Pour s’outiller face à la parole intolérante, sortir de l’inertie et mesurer la nécessité de «remettre du tabou dans le verbe», Souâd Belhaddad mène régulièrement des formations auprès de tous les services publics — hospitalier, éducatif, carcéral… «Les professionnels sont débordés d’injonctions sur le sujet alors qu’ils doivent eux aussi composer avec leurs affects, pointe encore Fabrice Teicher. Après Samuel Paty notamment, le corps enseignant était à fleur de peau». D’où la nécessité de renforcer ce que le spécialiste appelle les «compétences psychosociales» ; par la recréation d’espaces de dialogue, la réhumanisation de l’autre en le réincarnant et la lutte contre le repli sur soi — favorisé par l’algorithme des réseaux sociaux. En proposant d’autres formes, l’art peut aussi être un levier de prise de conscience.

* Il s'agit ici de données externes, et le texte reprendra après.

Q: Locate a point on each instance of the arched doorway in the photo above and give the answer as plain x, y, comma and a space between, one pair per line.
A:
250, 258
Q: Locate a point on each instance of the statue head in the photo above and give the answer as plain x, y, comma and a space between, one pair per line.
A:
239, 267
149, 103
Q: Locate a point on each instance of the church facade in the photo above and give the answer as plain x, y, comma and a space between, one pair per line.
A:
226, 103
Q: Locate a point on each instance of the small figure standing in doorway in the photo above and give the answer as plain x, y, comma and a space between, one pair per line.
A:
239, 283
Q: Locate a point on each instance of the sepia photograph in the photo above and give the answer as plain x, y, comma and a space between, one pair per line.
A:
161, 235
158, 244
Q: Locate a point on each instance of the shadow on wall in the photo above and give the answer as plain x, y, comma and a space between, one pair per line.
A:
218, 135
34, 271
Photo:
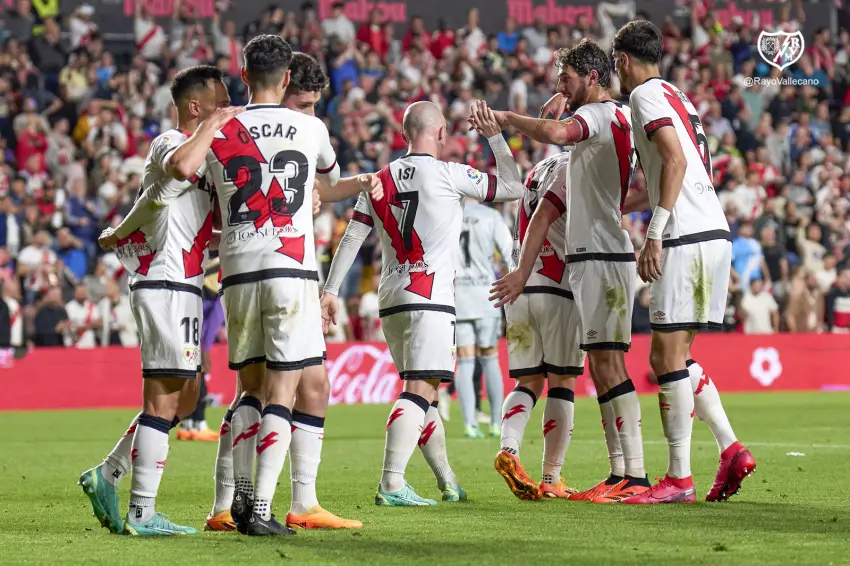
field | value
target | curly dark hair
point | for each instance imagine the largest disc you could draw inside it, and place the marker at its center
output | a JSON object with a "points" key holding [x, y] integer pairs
{"points": [[641, 40], [306, 75], [190, 80], [585, 57], [267, 58]]}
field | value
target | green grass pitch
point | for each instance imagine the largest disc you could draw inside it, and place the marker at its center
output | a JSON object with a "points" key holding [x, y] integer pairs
{"points": [[794, 510]]}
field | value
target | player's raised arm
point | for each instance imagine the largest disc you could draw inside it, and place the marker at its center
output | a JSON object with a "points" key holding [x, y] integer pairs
{"points": [[186, 160], [507, 289]]}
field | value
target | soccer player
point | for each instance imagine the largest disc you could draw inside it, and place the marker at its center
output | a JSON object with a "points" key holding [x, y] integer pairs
{"points": [[419, 224], [686, 257], [162, 242], [263, 164], [307, 81], [478, 323], [600, 257]]}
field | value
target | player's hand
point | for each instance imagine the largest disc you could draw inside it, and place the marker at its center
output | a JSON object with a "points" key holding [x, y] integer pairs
{"points": [[508, 289], [370, 183], [649, 262], [484, 120], [317, 203], [330, 307], [108, 240], [555, 107]]}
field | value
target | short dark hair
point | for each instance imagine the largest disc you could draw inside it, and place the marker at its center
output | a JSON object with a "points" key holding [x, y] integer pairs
{"points": [[189, 80], [306, 75], [267, 58], [640, 39], [585, 57]]}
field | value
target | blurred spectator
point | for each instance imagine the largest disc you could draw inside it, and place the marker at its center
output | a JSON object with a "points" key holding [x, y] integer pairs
{"points": [[759, 311]]}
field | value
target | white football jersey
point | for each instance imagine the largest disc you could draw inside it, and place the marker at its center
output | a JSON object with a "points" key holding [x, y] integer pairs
{"points": [[263, 163], [698, 215], [600, 169], [419, 222], [173, 246], [548, 179]]}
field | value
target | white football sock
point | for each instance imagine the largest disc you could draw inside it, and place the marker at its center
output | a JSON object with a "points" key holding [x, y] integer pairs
{"points": [[117, 463], [557, 431], [676, 400], [612, 437], [432, 442], [404, 426], [274, 438], [244, 429], [149, 453], [708, 408], [626, 405], [516, 411], [305, 454], [224, 481], [466, 391], [494, 386]]}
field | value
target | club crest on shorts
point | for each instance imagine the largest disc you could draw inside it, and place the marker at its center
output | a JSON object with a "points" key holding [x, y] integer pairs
{"points": [[190, 355], [781, 49]]}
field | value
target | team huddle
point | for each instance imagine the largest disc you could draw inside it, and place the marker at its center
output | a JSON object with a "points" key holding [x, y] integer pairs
{"points": [[246, 180]]}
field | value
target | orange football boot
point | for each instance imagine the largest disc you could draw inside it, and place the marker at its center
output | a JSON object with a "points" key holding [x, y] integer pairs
{"points": [[516, 477], [221, 522], [556, 491], [318, 518], [598, 490]]}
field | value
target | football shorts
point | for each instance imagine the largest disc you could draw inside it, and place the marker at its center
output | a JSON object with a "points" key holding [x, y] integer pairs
{"points": [[169, 323], [274, 321], [604, 296], [481, 333], [422, 343], [691, 292], [543, 335]]}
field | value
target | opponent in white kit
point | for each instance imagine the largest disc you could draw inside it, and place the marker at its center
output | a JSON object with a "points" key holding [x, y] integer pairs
{"points": [[687, 257], [163, 245], [600, 257], [419, 222]]}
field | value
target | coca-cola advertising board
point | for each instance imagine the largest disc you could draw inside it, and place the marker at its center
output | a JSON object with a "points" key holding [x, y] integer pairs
{"points": [[60, 378]]}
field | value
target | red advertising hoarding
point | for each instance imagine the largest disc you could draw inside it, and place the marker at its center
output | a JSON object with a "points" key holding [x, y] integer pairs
{"points": [[364, 373]]}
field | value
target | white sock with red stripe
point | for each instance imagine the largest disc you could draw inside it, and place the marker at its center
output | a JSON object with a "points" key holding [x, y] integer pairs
{"points": [[149, 453], [244, 429], [305, 454], [117, 463], [403, 430], [676, 400], [708, 408], [612, 437], [224, 482], [626, 405], [516, 411], [274, 438], [557, 431], [432, 442]]}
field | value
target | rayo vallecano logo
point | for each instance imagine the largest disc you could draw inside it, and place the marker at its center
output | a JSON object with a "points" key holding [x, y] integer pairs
{"points": [[781, 49]]}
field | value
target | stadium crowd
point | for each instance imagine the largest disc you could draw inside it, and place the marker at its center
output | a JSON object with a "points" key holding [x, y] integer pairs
{"points": [[76, 121]]}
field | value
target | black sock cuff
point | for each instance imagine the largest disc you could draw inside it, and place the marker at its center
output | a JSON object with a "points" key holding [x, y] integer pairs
{"points": [[621, 389], [677, 375], [528, 392], [309, 420], [252, 402], [278, 411], [417, 400], [156, 423], [563, 393]]}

Auditionnée dans le cadre de ce rapport du Cese, la sociologue et psychothérapeute rwandaise Ester Mujawo a partagé son expérience. «Elle a mesuré en première ligne combien les mots tuent, rapporte Souâd Belhaddad. Mais elle raconte aussi que quand le génocide a pris fin, les veuves du village se sont rassemblées sous un arbre pour panser collectivement, en parlant, leurs traumatismes». C’est seulement en comprenant combien elle détruit qu’il sera possible d’envisager que la parole puisse aussi réparer.